|
|
• Ulu Cami’nin her duvarında VAV
harfleri yazılıdır.
• Halk arasında Hızır Aleyhisselam’ın bu vav harfinin önünde namaz
kıldığı rivayeti yaygındır.
• Tezhib sanatı ile süslenmiş ve ucuna Lale motifi işlenmiştir. Lale
süsleme sanatında Allah’ı c.c. sembolize eder.
• Vav harfi, Vahidiyet, Vahdaniyeti ihtiva etmesi yönüyle de
Allah’ın birliğini ifade eder.
İyi bakıldığında, görmek için bakıldığında; Bazen bir insanın
secdedeki hali, bazen bir ceninin anne karnında ki haline benzer Vav
Harfi, Allah’ın Vahid ismini ve birliğini simgeler.
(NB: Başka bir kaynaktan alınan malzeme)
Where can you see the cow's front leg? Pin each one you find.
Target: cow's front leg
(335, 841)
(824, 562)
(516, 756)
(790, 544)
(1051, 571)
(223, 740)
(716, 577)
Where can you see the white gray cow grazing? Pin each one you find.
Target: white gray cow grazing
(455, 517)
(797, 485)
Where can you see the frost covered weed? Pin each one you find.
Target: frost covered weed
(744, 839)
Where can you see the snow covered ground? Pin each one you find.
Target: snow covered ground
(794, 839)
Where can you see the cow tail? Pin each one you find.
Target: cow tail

Ebced hesabında 6 rakamına denktir ki ; Bu yönüyle aynı zamanda
imanın 6 şartını temsil ettiği söylenir. Harfi med olduğu gibi,
kasem harfidir. Aynı zamanda, iki cümleyi veya özneyi bağlayan
bağlaçtır. |
Vav’ı görünce dur! Vav Harfinin Sırrı
Kur’an-ı Kerim’de vav ile başlayan ayetlerde yemin edilmiştir. Bir
şeyin üzerine kasem ediliyorsa yemin edilen şeyin delil olarak
kullanılacağını anlamalıyız. Bu yüzden vav eğer yemin anlamındaysa,
arkasından dikkatlerimizin çekilmek istendiği önemli bir şeyin
geliyor olacağını bekleyebiliriz. Ku’anı- Kerim’de çoğu vakitler
üzerine -kuşluk vaktine, fecre, geceye, gündüze (vel-fecr, ve’d-duha,
ve’n-nehâr, ve’l-asr, ve’l-leyl…) ve bunların alametleri sayılan
güneşle aya yemin edilir. Asr sûresinde, mutlak mânâda zamana yemin
edilerek, akıp giden vakti dikkatle değerlendirmesi konusunda
insanoğlu uyarılır.
Vav ile ilgili meşhur bir hikâye de
anlatılır: Osmanlı Devleti’nin en büyük hat sanatı
ustalarından biri Hafız Osman’dır. Hafız Osman, emekli olduktan
sonra kafa dinlemek için o devrin en sakin semtlerinden biri olan
Üsküdar’a yerleşir. Fırtınalı bir günde kayıkla Beşiktaş’a geçmek
ister. Sahilden bir kayığa biner. Yol bitmek üzereyken kayıkçı
ücretleri ister. Fakat Hafız Osman, yanına para almayı unuttuğunu
fark eder. Tabii artık çok geçtir. Bir çare gelir aklına… Kayıkçıya
“Efendi, yanımda param yok, ben sana bir ‘vav’ yazayım; bunu
sahaflara götür, karşılığını alırsın.” der. Kayıkçı, yüzünü ekşitip
söylenerek yazıyı alır. Bir zaman sonra kayıkçının yolu sahaflara
düşer. Bakar ki yazılar, levhalar iyi fiyatlara alınıp satılıyor;
cebindeki yazıyı hatırlar ve satıcıya götürür. Satıcı yazıyı alır
almaz, ‘Hafız Osman Vav’ı’ diyerek açık artırmaya başlar. Sonunda
çok iyi bir fiyata satar. Kayıkçı, bir haftalık kazancından daha
fazlasını bu ‘vav’ ile kazanmıştır. Gel gelelim, bir gün Hafız Osman
karşıya geçmek istediğinde yine aynı kayıkçıyla karşılaşır. Yol
bitmek üzereyken ücretler toplanır. Hafız Osman da parayı kayıkçıya
uzatır. Kayıkçı, “Efendi, para istemez; sen bir ‘vav’ yaz yeter.”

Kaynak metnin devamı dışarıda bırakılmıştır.